Right, which isn't G itself, but something derived from it in Meta-F
Read the proof you have posted, keep track of what system he is talking
about.
Your just PROVING that you don't actually understand what the proof is
about.
>
> Thus Gödel's G is simplified to this:
> G = ¬(F ⊢ G)
Nope, it says that G is true if and only if it is not true that F proves
G, as proven in Meta-F
>
> Translated into Prolog like this:
> ?- G = not(provable(F, G)).
Nop,e as that ISN'T G, only the statment PROVEN to have and equivalent
truth value ot G.
Note, Prolog is incapable of handling this level of Logic.

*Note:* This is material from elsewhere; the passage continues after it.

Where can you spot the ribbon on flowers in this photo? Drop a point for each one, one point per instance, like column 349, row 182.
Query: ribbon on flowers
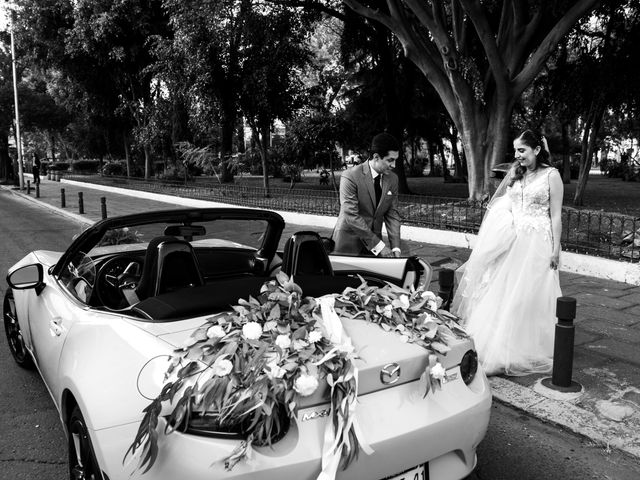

Can you use Prolog to prove the Pythagorean Theorem?
>
> Found to be incorrect by this:
> ?- unify_with_occurs_check(G, not(provable(F, G))).
> false
Which just means that it is beyond Prolog
Also, since you LIED to Prolog, doesn't mean anything.
>
> Because the Prolog G has an “uninstantiated subterm of itself” we can
> know that unification will fail because it specifies “some kind of
> infinite structure.”The quotes come from: (Clocksin and Mellish 2003:255)
Right, because the logic of the system exceeds the capabilities of Prolog.
>
> So G is unprovable in F because G is incorrect, thus not because F is
> incomplete.
Nope, Since you have shown you don't understand what G actually is, your
logic is incorret.
IF G is incorrect, then there must exist a number that matches the
Primative Recursive Relationship, and thus from the proof in Meta-F, we
know that G is provable, so by your logic, you logic system can prove an
incorrect statement, and thus is shown to be inconsistent.
Of course, since you don't understand what G is, even though you have
presented the paper (translated) of the proof, you are showing that this
is above your head, just shows how little you understand about logic.